Ian Fleming scrisse il romanzo spinto dalle critiche alla sua abituale formula narrativa e al suo personaggio. Nulla di nuovo sotto il sole. Aveva successo con un format che esaltava l’eroe, l’avventura il divertimento (intelligente) senza preoccupazioni e i soliti soloni della critica letteraria gli sparavano contro. Bond maschilista, Bond irreale, Bond lontano dalle vette letterarie di molti scrittori hard-boiled. E anche il buon vecchio Ian cadde nella trappola di... tentare qualcosa di nuovo.

Ne uscì un romanzo che sembra fuori continuity, narrato in prima persona da una donna (con a volte risibili risultati, non facile entrare nella psicologia femminile per un intero libro) e una trama priva di vera suspense. I lettori si infuriarono e lo stesso Fleming arrivò a dichiarare di aver “trovato” il manoscritto già scritto così sulla sua scrivania. Cosa che in seguito si rimangiò ma sicuramente imparò la lezione e, cedendo i diritti cinematografici, impose che nulla fosse utilizzato della storia a parte il titolo (che sarebbe La spia che mi amò, quell’imperfetto mi sembra una stupidaggine dei traduttori italiani...).

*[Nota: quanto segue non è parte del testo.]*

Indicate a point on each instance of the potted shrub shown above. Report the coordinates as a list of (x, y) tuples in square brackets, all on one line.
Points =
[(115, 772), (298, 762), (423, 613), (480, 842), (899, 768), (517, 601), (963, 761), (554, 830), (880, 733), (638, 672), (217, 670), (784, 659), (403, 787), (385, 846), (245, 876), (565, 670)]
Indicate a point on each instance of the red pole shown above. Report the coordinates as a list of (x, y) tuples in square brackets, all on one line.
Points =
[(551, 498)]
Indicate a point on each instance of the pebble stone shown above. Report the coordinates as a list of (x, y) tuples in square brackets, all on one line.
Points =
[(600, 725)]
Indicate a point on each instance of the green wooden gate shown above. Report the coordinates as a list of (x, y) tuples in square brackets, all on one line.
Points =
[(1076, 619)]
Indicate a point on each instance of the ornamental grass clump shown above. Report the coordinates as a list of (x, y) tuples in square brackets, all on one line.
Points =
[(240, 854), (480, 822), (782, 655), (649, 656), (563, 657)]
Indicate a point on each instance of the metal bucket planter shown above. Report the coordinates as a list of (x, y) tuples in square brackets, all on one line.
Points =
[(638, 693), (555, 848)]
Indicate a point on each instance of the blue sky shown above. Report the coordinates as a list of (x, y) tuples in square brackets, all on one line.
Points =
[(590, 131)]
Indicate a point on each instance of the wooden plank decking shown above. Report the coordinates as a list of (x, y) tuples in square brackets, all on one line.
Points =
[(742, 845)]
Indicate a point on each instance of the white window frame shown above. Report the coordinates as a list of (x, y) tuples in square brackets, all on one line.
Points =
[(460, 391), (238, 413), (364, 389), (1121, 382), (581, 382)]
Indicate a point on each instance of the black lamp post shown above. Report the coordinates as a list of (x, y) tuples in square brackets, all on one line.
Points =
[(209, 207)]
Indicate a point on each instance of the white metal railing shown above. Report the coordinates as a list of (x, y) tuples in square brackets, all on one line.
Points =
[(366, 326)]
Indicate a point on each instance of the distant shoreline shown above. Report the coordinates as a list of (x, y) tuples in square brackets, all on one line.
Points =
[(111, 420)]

Per dirla tutta un personaggio con i denti d’acciaio come nel romanzo c’è, ma le analogie terminano là. Jaws (Squalo nella versione italiana) è una trovata fantastica e, per chi ne ha avuto la possibilità, la novelization di Christopher Wood (pubblicata da SuperSegretissimo [n. 3, dicembre 1995] e tradotta dal sottoscritto negli anni ‘90) è davvero uno degli apocrifi migliori. Ma torniamo al film.

             

A metà degli anni ’70 Roger Moore era, indiscutibilmente, il nuovo Bond... rispetto però allo strabiliante decennio precedente qualche colpo la serie cominciava a perderlo. La spia che mi amava rappresentò un rilancio e, rivedendolo oggi, c’è da comprenderne la ragione.

Benché la storia sia per qualche verso una variante di Thunderball (qui vengono rubati dei sottomarini nucleari invece che semplici ordigni atomici) e il cattivo sia un Blofeld all’ennesima potenza, con un piano criminale idiota (distruggere il mondo emerso per crearne uno sottomarino), il film ha tutte le carte in regola per diventare un grande successo.

La sceneggiatura di Wood e Richard Maibum non perde un colpo. Battute essenziali ma perfettamente concatenate, avvenimenti raccontati per scene rapide ma estremamente spettacolari, a cominciare dall’incredibile salto con il paracadute con la bandiera inglese dalle Alpi svizzere. Certo, ogni pretesa di realtà sembra essere stata accantonata ma è, alla fine, quello che il pubblico cerca in un film di Bond.

Così alla città di Atlantide, favoloso meccanismo semovente, si abbinano visioni esotiche al Cairo e dintorni, lusso in Sardegna. E in più inseguimenti, scazzottate, battaglie campali e ovviamente squali e incursioni subacquee... un campionario di tutta la serie ben costruito attorno a un’idea nuova.

            

Siamo ancora in epoca di guerra fredda ma già si intravedono i primi segnali di Distensione. E Barbara Bach (ancora non signora Ringo Star) è magnifica nei panni dell’agente Tripla X. Ingenuamente patriottica, letale in azione e anche donna intelligente e capace di tener testa a Bond facendogli sospirare la conquista. Se pure il suo desiderio di vendetta (Bond ha ucciso per autodifesa il suo uomo, tra l’altro uno dei protagonisti della serie UFO, il tenente Foster...) è prevedibilmente destinato a stemperarsi nell’amore per il Nostro, risulta convincente. Una delle migliori Bond Girl di sempre, a parere di chi scrive.

E poi il gigantesco Jaws che ritornerà in qualche modo snaturato nel successivo film (Moonraker) costituisce archetipo del gorilla del cattivo. Enorme, muto, indistruttibile. Un personaggio da amare invece che da odiare, non per nulla lo ritroveremo a fianco di Bond.

Spunta poi il fisico di Caroline Munro apprezzatissima gun-girl di tanto cinema inglese di serie B, mentre Olga Bisera recita per poco ma con convinzione il ruolo della seduttrice.

Una parte tecnica (tutte le operazioni sottomarine) ben articolata che ricorda un po’ nelle battaglie finali certe fasi di Si vive solo due volte ma, alla fine, è esattamente ciò che il pubblico vuole. Rivivere le stesse emozioni come se fosse la prima volta con ambientazioni e piccole varianti ma anche con la confortante certezza di veder riproposto un canovaccio vincente per cui, acquistando il biglietto, si sa ciò che si compra.